UTF-8

UTF-8 (8-bit Unicode Transformation Format) is a lossless, variable-length character encoding for Unicode created by Ken Thompson and Rob Pike. It uses groups of bytes to represent the Unicode standard for the alphabets of many of the world's languages. UTF-8 is especially useful for transmission over 8-bit Electronic Mail systems.

Advantages and disadvantages

• General
• Advantages
• Sorting of UTF-8 strings using standard byte-oriented sorting routines will produce the same results as sorting them based on Unicode code points, but this is unlikely to be considered a culturally acceptable sort order.
• UTF-8 and UTF-16 are the standard encodings for XML documents. All other encodings must be specified explicitly either externally or through a text declaration. http://www.w3.org/TR/REC-xml/#charencoding
• Disadvantages
• A badly-written (and not compliant with current versions of the standard) UTF-8 parser could accept a number of different pseudo-UTF-8 representations and convert them to the same Unicode output. This provides a way for information to leak past validation routines designed to process data in its eight-bit representation. See the W3 FAQ: Multilingual Forms for a Perl regular expression to validate a UTF-8 string
• Compared to legacy encodings
• Advantages
• UTF-8 can encode any Unicode character.
• UTF-8 guarantees resynchronisation is possible with only the character that was cut in the middle lost. Many legacy multibyte encodings are much harder to resynchronise.
• A byte sequence for one character never occurs as part of a longer sequence for another character as it did in older variable-length encodings like Shift-JIS (see the previous section on this).

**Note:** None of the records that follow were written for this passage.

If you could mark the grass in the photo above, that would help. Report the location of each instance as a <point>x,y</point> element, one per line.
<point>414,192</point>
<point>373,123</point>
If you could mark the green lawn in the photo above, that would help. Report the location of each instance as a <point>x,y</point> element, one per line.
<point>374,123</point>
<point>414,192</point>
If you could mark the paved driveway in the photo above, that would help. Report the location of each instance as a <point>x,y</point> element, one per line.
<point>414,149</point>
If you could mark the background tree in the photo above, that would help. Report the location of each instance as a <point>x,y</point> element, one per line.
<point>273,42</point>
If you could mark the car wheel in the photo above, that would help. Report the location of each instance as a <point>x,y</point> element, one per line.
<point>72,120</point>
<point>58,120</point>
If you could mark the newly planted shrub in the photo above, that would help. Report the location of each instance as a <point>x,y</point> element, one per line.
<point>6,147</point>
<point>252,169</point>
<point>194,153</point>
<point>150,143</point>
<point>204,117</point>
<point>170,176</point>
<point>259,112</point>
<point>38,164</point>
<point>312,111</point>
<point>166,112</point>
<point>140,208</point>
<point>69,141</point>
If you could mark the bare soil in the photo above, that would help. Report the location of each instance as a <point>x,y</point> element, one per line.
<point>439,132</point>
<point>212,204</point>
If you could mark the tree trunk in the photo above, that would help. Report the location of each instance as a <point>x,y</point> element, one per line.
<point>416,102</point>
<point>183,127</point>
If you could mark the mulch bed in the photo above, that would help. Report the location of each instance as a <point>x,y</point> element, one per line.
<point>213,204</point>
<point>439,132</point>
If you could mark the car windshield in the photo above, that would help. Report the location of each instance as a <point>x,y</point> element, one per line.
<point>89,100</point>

• The first byte of a multibyte sequence is enough to determine the length of the multibyte sequence (just count the number of leading set bits). This makes it extremely simple to extract a substring from a given string without elaborate parsing. This was often not the case in legacy multibyte encodings.
• Disadvantages
• UTF-8 is generally larger than the appropriate legacy encoding for everything except diacritic-free, Latin-alphabet text. Most alphabetic scripts had only a single byte per character in legacy encodings but their letters take at least two bytes in UTF-8. Ideographic scripts generally had two bytes per character in their legacy encodings yet take three bytes per character in UTF-8.

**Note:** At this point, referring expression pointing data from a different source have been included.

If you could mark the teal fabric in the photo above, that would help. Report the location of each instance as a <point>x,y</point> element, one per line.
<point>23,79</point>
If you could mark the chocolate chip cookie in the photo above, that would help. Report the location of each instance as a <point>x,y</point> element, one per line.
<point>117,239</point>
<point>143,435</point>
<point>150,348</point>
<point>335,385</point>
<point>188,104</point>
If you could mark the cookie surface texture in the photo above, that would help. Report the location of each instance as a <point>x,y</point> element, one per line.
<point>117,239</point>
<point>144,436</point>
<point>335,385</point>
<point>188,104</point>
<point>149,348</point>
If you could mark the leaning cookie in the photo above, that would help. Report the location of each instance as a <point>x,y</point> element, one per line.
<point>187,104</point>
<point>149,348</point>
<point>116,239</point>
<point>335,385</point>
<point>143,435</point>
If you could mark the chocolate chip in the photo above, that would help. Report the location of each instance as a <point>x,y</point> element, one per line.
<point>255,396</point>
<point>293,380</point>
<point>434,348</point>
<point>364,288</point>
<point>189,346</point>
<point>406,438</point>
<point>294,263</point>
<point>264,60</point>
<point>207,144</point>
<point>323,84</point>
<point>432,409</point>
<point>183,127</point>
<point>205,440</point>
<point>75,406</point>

• Legacy encodings for almost all non-ideographic scripts use a single byte per character making string cutting and joining easy.
• Compared to UTF-7
• Advantages
• UTF-8 uses significantly fewer bytes per character for all non-ASCII characters.
• UTF-8 encodes "+" as itself UTF-7 encodes it as "+-"
• Disadvantages
• UTF-8 requires the transmission system to be eight-bit clean. In the case of e-mail this means it has to be further encoded using quoted printable or base64. This extra stage of encoding carries a significant size penalty. For base64, the overhead is 33⅓%, while for quoted printable the overhead varies depending on how ASCII-heavy the text is; for French the overhead is about 14%, for non-Roman scripts containing no ASCII characters the overhead is 200%! In most cases UTF-7 will be smaller than the combination of UTF-8 with either quoted printable or base64 (even for ASCII-heavy languages such as French, UTF-7 is about 4% smaller than UTF-8 quoted printable).
• Compared to UTF-16
• Advantages
• Unicode code points in the ASCII range {{uplusfirst}}0000 to U+007F, including the basic Latin alphabet and the space character, can be represented in a single byte. Therefore text consisting of mostly diacritic-free Latin letters will be around half the size in UTF-8 than it would be in UTF-16, and text in many other alphabets will be slightly smaller in UTF-8 than it would be in UTF-16 because of the presence of spaces.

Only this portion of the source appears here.